Do Direito ao Esquecimento na era Digital

Do Direito ao Esquecimento na era Digital

Com os vários meios de comunicação digitais (mídias digitais), tais como facebook, whatsapp, twitter, dentre outros, notícias em tempo real pela internet, muitas informações são compartilhadas a cada segundo. A partir de um compartilhamento, uma notícia, foto, vídeo toma proporções mundiais em segundos e milhares de pessoas passam a ter acesso e à informação e conhecimento.

Diante da proporção e rapidez que as informações vem tomando com o avanço da tecnologia, muito se questiona sobre o direito ao esquecimento na era digital, ou seja, o direito da possibilidade de uma pessoa apagar ou remover os seus dados dos meios eletrônicos, de modo que eles não venham a ser mais acessados, “encontrados” pelos meios de busca.

Antes de adentrarmos ao tema, importante serem feitas algumas considerações sobre os direitos da personalidade, dentre eles o direito à imagem e à informação, os quais estão diretamente ligados a questão abordada.

Francisco Amaral define os direitos da personalidade como: “direitos subjetivos que tem por objeto os bens e valores essenciais da pessoa, no seu aspecto físico, moral e intelectual.” (Francisco Amaral, Direito Civil: introdução. P. 243).

Os direitos da personalidade são intransmissíveis e irrenunciáveis, são ainda absolutos, ilimitados, imprescritíveis, impenhoráveis, inexpropriáveis e vitalícios e estão dispostos nos artigos 11 a 21 do Código Civil.

O respeito à dignidade humana encontra-se entre os fundamentos constitucionais pelos quais se orienta o ordenamento jurídico brasileiro na defesa dos direitos personalidade (CF, art. 1º, III). Referidos direitos também estão protegidos artigo 5ª, inciso X, da Constituição Federal.

“Art. 5º

X - são invioláveis a intimidade, a vida privada, a honra e a imagem das pessoas, assegurado o direito a indenização pelo dano material ou moral decorrente de sua violação;”

 

O direito de acesso à informação também encontra-se no mesmo artigo, no inciso XIV: “É assegurado a todos o acesso à informação e resguardado o sigilo da fonte, quando necessário ao exercício profissional;”  

O artigo 220 da CF, também trata sobre a liberdade de informação:

“Art. 220. A manifestação do pensamento, a criação, a expressão e a informação, sob qualquer forma, processo ou veículo não sofrerão qualquer restrição, observado o disposto nesta Constituição.”

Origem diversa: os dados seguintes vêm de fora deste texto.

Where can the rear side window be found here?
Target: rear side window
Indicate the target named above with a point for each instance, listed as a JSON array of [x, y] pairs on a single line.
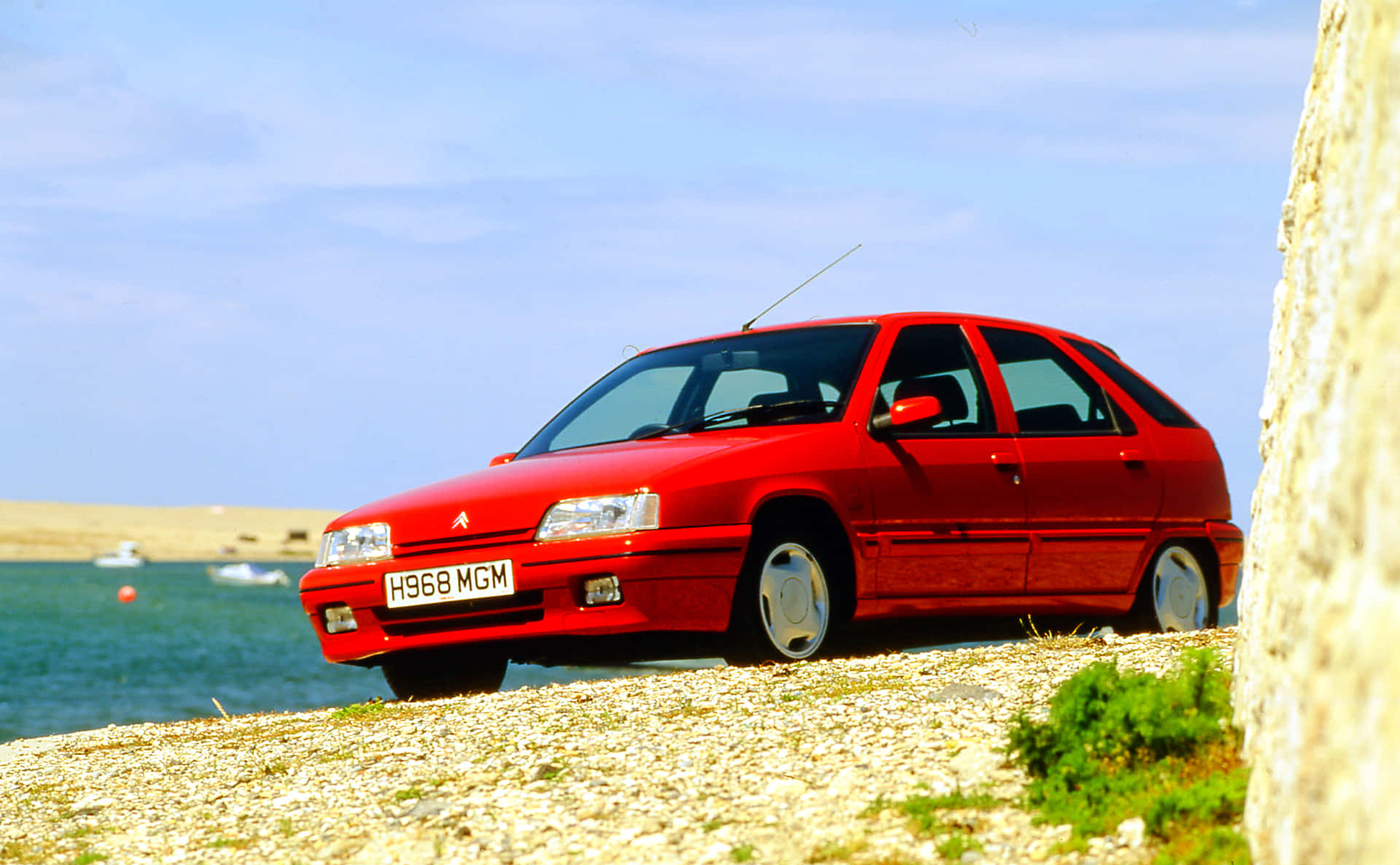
[[1049, 392], [1148, 397]]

“§ 1º Nenhuma lei conterá dispositivo que possa constituir embaraço à plena liberdade de informação jornalística em qualquer veículo de comunicação social, observado o disposto no art. 5º, IV, V, X, XIII e XIV.”

O direito ao esquecimento está ganhando repercussão na atualidade e busca-se entender qual o limite entre a liberdade e o acesso à informação, o direito ao esquecimento sobre um fato e o respeito aos direitos da personalidade?

Dentre os direitos da personalidade está o direito à intimidade e à imagem, prescritos no artigo supracitado, sendo a proteção constitucional tanto para pessoas físicas, como para jurídicas, abrangendo a proteção à imagem frente aos meios de comunicação em massa (televisão, jornais, mídias sociais: facebook, twitter).

 De acordo com os ensinamentos de Alexandre de Moraes:

“Não existe qualquer dúvida de que a divulgação de fotos, imagens ou notícias apelativas, injuriosas, desnecessárias para a informação objetiva e de interesse público (CF, art. 5º, XIV), que acarretem injustificado dano à dignidade humana autorizam a ocorrência de indenização por danos materiais e morais, além do respectivo direito à resposta.” (MORAES, Alexandre de. Direito Constitucional 17ª Ed. Atlas, 2005).

 

No entanto, o citado jurista salienta que essa proteção constitucional em relação àqueles que exercem atividade política ou artística, deve ter interpretação mais restrita, havendo necessidade de uma maior tolerância ao se interpretar o ferimento das inviolabilidades à honra, à intimidade, à vida privada e à imagem, porém, tal interpretação não afasta a proteção constitucional contra ofensas desproporcionais.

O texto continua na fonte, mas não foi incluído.